Tuesday, November 3, 2009

If There's a Rock & Roll Heaven, Then I Just Had a Near-Death Experience (Part 3)

The Garden was at a real high when Simon & Garfunkel ended their set. The best movie of the night followed, connecting the Motown years with the Civil Rights movement, ending with a picture of Obama. So obvious, yet, I have to say, I never saw it coming. Maybe because I was focused on the music to come. Stevie Wonder! The place went nutty.

Then, technical difficulties. There was no sound. We all watched as Stevie sat at the piano, tapping on the mike to no avail, getting increasingly agitated. With every silent minute, Wonder bobbed his head more and more frantically. Why didn't anyone go out to help him? It was not only uncomfortable to witness, but it sucked all the energy out of the building.

Finally, one live mike was found and, when Wonder yelled "Hello New York," the cheers were thunderous. This was, Stevie proclaimed, the 20th anniversary of his induction into the rock hall, and the 5oth anniversary of Motown Records. Were we ready to "turn this mutha out?" he wondered. Oh yeah, we were.

More sound problems followed, and after a loud "Aw shit!," Wonder sat down. OK, a little change was in order. "Can you hear this?" he asked. We could. "Is this good?" as he hit some keys. It was. Alright then. In honor of Bob Dylan, Stevie went into "Blowin' in the Wind." Great choice, great salute to rock history and a sing-songy tune to counter the sound problems.

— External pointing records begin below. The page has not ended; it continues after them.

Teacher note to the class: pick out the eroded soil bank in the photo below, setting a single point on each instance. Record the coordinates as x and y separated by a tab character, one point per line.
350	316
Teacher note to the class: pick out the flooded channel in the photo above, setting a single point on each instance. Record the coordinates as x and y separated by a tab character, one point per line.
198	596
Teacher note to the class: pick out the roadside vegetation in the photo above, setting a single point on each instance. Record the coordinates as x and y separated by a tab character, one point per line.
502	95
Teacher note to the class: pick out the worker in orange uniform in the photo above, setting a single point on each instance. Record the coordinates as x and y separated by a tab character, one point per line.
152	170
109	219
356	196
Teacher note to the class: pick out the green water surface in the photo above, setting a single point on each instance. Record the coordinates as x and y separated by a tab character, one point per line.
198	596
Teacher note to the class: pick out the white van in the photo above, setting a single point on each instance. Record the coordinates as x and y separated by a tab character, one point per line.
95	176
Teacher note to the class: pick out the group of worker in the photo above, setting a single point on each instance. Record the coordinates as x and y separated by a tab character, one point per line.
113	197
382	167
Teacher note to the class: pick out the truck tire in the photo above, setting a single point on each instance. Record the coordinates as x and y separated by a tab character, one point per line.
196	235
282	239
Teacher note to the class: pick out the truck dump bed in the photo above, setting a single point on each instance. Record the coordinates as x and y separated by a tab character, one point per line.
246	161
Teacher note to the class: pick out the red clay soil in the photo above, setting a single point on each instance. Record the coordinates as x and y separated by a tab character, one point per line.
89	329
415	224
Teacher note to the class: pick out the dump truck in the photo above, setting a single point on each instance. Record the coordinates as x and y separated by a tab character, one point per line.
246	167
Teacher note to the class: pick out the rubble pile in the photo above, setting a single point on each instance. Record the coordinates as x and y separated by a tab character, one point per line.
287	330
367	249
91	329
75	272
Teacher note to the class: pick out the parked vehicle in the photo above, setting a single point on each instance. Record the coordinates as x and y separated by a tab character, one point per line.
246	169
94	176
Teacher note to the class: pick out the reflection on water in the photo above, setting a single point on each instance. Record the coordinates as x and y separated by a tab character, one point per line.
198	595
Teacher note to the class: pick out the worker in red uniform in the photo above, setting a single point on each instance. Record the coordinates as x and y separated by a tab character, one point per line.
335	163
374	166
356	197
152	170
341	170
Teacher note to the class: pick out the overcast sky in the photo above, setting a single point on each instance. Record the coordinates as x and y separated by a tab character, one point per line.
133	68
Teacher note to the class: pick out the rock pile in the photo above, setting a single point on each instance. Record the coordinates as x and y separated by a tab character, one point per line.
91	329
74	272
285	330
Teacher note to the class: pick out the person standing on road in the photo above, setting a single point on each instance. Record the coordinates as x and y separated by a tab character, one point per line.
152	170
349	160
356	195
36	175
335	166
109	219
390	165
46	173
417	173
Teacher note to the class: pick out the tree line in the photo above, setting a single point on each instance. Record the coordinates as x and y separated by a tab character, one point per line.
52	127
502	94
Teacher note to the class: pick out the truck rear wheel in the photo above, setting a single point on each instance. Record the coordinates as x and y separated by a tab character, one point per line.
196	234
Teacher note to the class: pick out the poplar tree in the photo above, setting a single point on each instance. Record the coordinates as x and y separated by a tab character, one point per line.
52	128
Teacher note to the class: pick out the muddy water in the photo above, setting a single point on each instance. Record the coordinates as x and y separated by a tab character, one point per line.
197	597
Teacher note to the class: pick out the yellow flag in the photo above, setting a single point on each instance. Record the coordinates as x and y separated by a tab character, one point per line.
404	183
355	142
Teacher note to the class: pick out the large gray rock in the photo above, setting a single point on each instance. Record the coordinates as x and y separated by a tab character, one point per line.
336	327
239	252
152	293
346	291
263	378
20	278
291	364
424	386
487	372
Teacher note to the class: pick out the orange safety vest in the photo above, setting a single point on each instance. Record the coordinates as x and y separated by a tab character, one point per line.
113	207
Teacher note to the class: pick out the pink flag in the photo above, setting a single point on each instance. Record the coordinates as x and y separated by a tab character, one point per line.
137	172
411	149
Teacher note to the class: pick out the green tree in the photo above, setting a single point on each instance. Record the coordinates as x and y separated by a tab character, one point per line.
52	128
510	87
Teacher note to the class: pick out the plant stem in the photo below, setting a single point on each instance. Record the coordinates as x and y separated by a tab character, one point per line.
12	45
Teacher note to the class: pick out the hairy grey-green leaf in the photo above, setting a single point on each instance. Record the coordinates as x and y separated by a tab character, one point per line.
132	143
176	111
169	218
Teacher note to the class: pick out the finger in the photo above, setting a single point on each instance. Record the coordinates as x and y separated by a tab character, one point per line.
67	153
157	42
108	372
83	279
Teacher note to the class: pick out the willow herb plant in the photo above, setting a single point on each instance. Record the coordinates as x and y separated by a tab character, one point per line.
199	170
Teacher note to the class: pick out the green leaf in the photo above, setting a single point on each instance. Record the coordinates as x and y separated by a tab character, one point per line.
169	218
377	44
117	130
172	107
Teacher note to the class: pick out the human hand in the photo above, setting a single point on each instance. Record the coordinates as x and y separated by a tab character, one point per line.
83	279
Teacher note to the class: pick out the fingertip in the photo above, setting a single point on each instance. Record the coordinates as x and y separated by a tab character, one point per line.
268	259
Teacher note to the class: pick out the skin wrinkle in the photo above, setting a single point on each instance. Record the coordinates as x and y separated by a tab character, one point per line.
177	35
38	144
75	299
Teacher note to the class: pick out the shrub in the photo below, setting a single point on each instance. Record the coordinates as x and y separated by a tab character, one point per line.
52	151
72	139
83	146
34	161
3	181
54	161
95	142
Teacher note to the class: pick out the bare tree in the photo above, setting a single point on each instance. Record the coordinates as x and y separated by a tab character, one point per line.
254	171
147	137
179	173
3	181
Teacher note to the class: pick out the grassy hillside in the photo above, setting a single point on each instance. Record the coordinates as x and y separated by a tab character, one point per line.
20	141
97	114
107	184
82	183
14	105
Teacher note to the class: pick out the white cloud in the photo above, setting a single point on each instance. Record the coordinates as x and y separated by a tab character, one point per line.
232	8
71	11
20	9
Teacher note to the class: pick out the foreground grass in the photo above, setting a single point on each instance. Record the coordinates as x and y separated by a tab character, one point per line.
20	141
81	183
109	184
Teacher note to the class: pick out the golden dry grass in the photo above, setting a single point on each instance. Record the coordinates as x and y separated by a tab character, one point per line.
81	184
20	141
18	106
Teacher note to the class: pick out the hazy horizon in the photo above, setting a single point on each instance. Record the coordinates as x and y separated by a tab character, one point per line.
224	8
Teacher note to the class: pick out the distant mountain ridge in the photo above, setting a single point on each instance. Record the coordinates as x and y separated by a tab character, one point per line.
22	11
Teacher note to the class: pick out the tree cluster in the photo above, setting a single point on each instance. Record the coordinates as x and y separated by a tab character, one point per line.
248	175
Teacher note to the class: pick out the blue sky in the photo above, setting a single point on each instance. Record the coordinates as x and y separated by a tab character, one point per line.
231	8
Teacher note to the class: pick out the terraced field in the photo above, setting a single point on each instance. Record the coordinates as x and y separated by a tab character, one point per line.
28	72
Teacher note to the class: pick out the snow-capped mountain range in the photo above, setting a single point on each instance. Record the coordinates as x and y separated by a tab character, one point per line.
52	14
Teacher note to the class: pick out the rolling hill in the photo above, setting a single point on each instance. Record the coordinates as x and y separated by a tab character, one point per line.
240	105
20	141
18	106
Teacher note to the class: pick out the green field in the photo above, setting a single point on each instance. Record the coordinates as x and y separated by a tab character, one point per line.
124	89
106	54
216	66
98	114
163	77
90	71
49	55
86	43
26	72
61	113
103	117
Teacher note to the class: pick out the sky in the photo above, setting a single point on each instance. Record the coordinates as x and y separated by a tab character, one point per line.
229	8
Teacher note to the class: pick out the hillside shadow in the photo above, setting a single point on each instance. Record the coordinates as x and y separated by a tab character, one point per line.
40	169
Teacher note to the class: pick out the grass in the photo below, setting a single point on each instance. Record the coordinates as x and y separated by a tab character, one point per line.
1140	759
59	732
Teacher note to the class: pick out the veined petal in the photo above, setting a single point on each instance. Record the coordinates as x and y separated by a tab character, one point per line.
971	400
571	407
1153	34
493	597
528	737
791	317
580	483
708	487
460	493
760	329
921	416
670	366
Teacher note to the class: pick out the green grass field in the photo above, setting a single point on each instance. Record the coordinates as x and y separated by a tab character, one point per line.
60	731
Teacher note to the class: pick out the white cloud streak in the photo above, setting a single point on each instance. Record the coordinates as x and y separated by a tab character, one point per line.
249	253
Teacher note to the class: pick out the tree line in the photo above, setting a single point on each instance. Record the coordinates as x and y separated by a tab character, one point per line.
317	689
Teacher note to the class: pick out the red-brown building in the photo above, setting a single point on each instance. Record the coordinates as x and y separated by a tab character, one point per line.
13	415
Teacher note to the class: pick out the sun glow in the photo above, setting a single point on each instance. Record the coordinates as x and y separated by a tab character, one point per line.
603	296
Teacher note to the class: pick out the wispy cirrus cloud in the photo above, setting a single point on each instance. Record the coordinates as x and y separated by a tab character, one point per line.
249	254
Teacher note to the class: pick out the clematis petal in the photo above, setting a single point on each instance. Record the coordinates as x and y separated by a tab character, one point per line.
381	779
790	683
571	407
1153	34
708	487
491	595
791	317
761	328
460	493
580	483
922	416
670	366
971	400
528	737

Though the sound would continue to plague the performance for awhile, Wonder was undeterred. "Wanna hear some Little Stevie Wonder?" he asked, as if referring to another person. "Uptight," with vocals a tad muted, led it off, then Stevie stopped abruptly and soared into "I Was Made to Love Her." He had the crowd going now, and pushed them further with "For Once in My Life," "Signed, Sealed, Delivered," and "Boogie On Reggae Woman." The short, Vegas-y versions, not as short as a medley, not as long as a regular version, bugged me. His songs are too good for that kind of treatment. The sound was still not perfect and, though I love Stevie Wonder, I couldn't help but pray that this better be fixed in time for Bruce.

A litany of guests were scheduled to play during the set. The first was Smokey Robinson, who came on for "Tracks of My Tears." John Legend came on to do a bit of Marvin Gaye with "Mercy Mercy Me." Legend is fine, but he's no Marvin. No one is. Wonder invited his guest to sit at the piano and a remarkable thing happened next.

In tribute to Michael Jackson, Stevie began a pulsing version of "The Way You Make Me Feel." Watching on the video screen, it seemed as if Wonder was having a seizure and, with his singing suddenly halted, there was a bit of confusion. Then it became apparent that he was breaking down, weeping hard over the death of his fallen comrade. Stevie got it together and resumed the song, urging the crowd with "All hail Michael Jackson. We love Michael Jackson. Long live Michael Jackson." It was the most genuine emotional moment of the night. Wonder also paid respects to Lennon, Hendrix and Marley, but he Michael on his mind.

B.B. King slowly made his way onstage for a swing at "The Thrill is Gone." B.B. and Lucille left and Stevie performed "Living For the City." From there, he tore into "Higher Ground," Sting joining on bass. "Higher" dovetailed into "Roxanne," and the song never sounded better than with Wonder wailing on "red light." Then, back to "Higher," and out.

The last guest of the night was Jeff Beck. The connection here is that Wonder had written "Superstition" and was giving it to Beck, but then recorded it first for a hit. Some bad feeling there, but that was 35 years ago. Tonight, Beck was there to tear it open, and he did.

That's was it. Stevie stood up and said "we gotta go." The crowd gave out a big cheer for the Yankees score, a 3-1 victory over the Phillies in Game 2. Now, we all waited for Bruce.